Analyse du premier mouvement (Allegro) du Divertimento K136 de Mozart


Téléchargez la partition du Divertimento K136 de W.A Mozart


La structure globale du premier mouvement (Allegro) du Divertimento K136 de Mozart est tripartite, c'est-à-dire qu'elle est composée de 3 parties :

premier mouvement (Allegro) du Divertimento K136 de Mozart
Première mesure de l'allegro du divertimento kv136 de Mozart



Le premier mouvement est une forme sonate (il faut absolument citer la forme sonate lors de votre oral du BAC musique !)

Le Premier mouvement du Divertimento K136 de W.A Mozart est intitulé Allegro qui signifie en Italien Allègre (synonyme de joyeux).

Il y a 2 dièses à la clef et la tonalité principale est donc la tonalité de ré majeur.

Analyse du premier mouvement du Divertimento K136 de Mozart en Vidéo

Le site http://www.musique-orsay.fr propose une analyse en vidéo avec un suivi de partition, le voici :

Exposition

L’exposition est également composée de 3 parties :

- Un premier thème (Thème A)
- Un pont (transition)
- Un deuxième thème (Thème B)

Divertimento K136 de Mozart, allegro, analyse de l'exposition

Thème A

Le thème A de l'exposition est en Ré Majeur :

Divertimento K136 de Mozart, allegro, exposition, thème A

Le pont

Le pont comporte des entrées en imitation entre le violon I et le violon II.
Une entrée en imitation est un procédé de composition musicale où un motif se répète successivement dans différentes voix.

Divertimento K136 de Mozart, allegro, exposition, pont et entrées en imitation

Le thème B

Le thème B comporte &également des entrées en imitation. Dans ce passage, le violon II joue un court motif composé de croches et d'un trille, auquel répond en imitation le violon I, le violon alto puis enfin le violoncelle.

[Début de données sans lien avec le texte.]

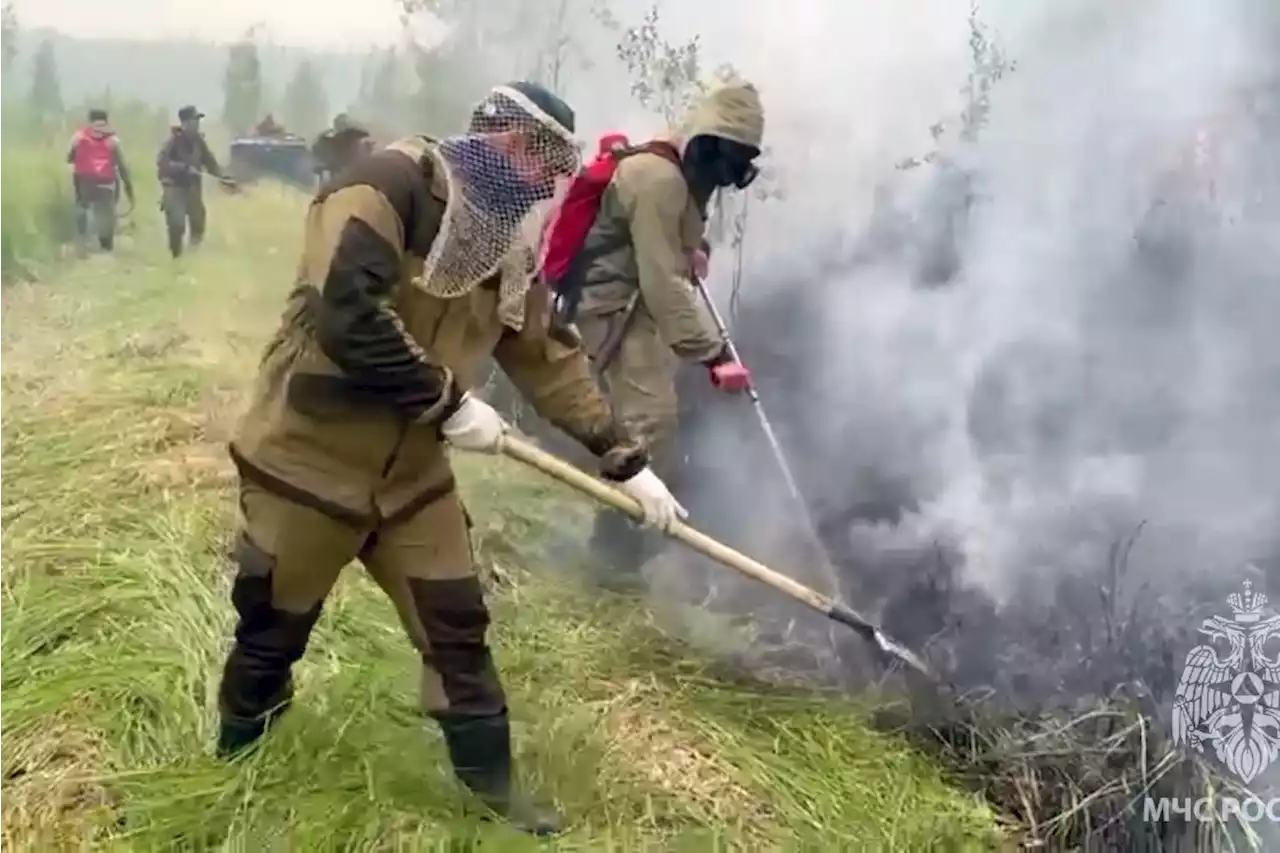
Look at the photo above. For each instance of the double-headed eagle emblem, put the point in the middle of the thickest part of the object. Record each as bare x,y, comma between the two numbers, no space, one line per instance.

Divertimento K136 de Mozart, allegro, exposition, thème B et entrées en imitation

Développement

Le développement va comme son nom l'indique développer les idées exposées dans l'exposition, le développement est l'endroit idéal pour s'amuser à varier, déformer et jouer avec les thèmes déjà exposés, et pour varier les tonalités (emprunts et modulations).

Divertimento K136 de Mozart, allegro, analyse du développement

Partie 1 du développement


La partie 1 du développement fait entendre plusieurs fois le thème A de l'exposition mais dans différentes tonalités.

Le thème A est exposé en Mi mineur :

Divertimento K136 de Mozart, allegro, développement, thème A en Mi mineur

puis en Si mineur :

Divertimento K136 de Mozart, allegro, développement, thème A en Si mineur

Partie 2 du développement


La deuxième partie du développement a un caractère plus sombre, plus dramatique, en ré mineur

Divertimento K136 de Mozart, allegro, développement, partie 2

Réexposition

La réexposition est composée des 3 mêmes parties que celle de l'exposition :

- Un premier thème (Thème A)
- Un pont (transition)
- Un deuxième thème (Thème B)

Notez seulement qu'il y a quelques modifications par rapport à l'exposition.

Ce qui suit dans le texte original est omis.